Dubno zastąpił na tym stanowisku Michała Stępniewskiego, który, jak się dowiedzieliśmy, na dobre rozstanie się z grupą kapitałową PKO BP.
Jak informuje TFI, zmiana związana jest z „dalszymi planami r0zwoju spółki”. Jakimi? – Nie chodzi tu o konkretną pięciostronicową strategię. Raczej o aktywne reagowanie na kryzys, jaki jest w branży, przejawiający się niską sprzedażą i dużymi umorzeniami jednostek – mówi Michał Paszkowski, rzecznik PKO TFI.
Piotr Dubno nie był wcześniej związany z grupą PKO BP. Z branżą funduszy związany pośrednio – był m.in. dyrektorem departamentu inwestycji w PZU NFI Management. Później m.in. członkiem zarządu PLL LOT i NOM-u. Teraz zasiada w radzie nadzorczej Bakallandu i Nepentesu. Był także członkiem rady GPW i członkiem rady nadzorczej Totalizatora Sportowego. W końcu lat 90. pełnił również funkcję doradcy i rzecznika wicepremiera, ministra finansów Leszka Balcerowicza.
To nie pierwsza osoba z otoczenia Leszka Balcerowicza, która trafiła do PKO TFI. Pod koniec października ubiegłego roku Cezary Burzyński oddał fotel prezesa Jakubowi Karnowskiemu. Ten drugi już podczas studiów w SGH obracał się w kręgach Balcerowicza. Teraz jest adiunktem w kierowanej przez niego katedrze. Ponadto Karnowski pracował w NBP w czasie, gdy Balcerowicz był jego prezesem. Pełnił m.in. funkcję doradcy szefa NBP do spraw wspólnotowej waluty.

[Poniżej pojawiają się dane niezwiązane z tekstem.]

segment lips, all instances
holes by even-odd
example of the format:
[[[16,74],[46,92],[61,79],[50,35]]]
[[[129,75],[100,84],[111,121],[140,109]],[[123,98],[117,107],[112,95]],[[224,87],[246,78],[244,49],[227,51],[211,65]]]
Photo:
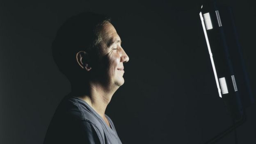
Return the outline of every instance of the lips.
[[[120,71],[121,71],[121,70],[123,71],[124,69],[124,68],[123,67],[122,67],[120,68],[117,68],[117,70],[120,70]]]

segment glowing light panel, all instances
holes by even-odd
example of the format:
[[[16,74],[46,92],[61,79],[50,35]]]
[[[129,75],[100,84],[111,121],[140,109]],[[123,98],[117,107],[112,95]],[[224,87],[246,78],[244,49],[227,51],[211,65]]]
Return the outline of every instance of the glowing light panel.
[[[224,77],[220,78],[219,79],[219,85],[220,85],[220,89],[221,89],[222,93],[222,94],[229,94],[228,90],[228,87],[226,82],[226,79]]]
[[[210,49],[210,43],[209,43],[209,40],[208,39],[208,36],[207,36],[207,33],[206,32],[206,27],[204,25],[204,23],[203,22],[203,15],[202,15],[202,12],[200,12],[199,13],[200,18],[201,19],[201,22],[202,23],[202,25],[203,26],[203,33],[204,33],[204,36],[206,40],[206,44],[207,44],[207,47],[208,48],[208,50],[209,51],[209,54],[210,55],[210,58],[211,62],[212,63],[212,66],[213,66],[213,73],[214,73],[214,77],[215,78],[215,80],[217,85],[217,88],[218,89],[218,92],[219,92],[219,96],[220,97],[222,98],[222,94],[221,93],[220,88],[219,88],[219,81],[218,81],[218,77],[217,76],[217,73],[216,72],[216,69],[215,68],[215,65],[214,64],[214,61],[213,61],[213,54]]]
[[[232,80],[232,82],[233,82],[233,86],[234,87],[234,90],[235,91],[236,91],[238,90],[237,87],[236,86],[236,82],[235,82],[235,76],[234,75],[231,76],[231,78]]]
[[[218,21],[218,24],[219,24],[219,27],[220,27],[222,26],[222,24],[221,23],[221,20],[220,19],[220,16],[219,16],[219,11],[216,11],[215,12],[216,14],[216,16],[217,17],[217,20]]]
[[[209,30],[212,29],[213,24],[212,23],[210,17],[210,13],[207,13],[203,14],[203,18],[206,24],[206,30]]]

Podobnie jak Dubno, Karnowski Leszkowi Balcerowiczowi towarzyszył także jako doradca w czasie obejmowania przez niego stanowiska wicepremiera i ministra finansów.Także na krótkiej liście do rady nadzorczej PKO BP nie brakuje nazwisk kojarzonych z Leszkiem Balcerowiczem. Trafiły na nią osoby związane z Fundacją Forum Obywatelskiego Rozwoju, którego założycielem jest Balcerowicz.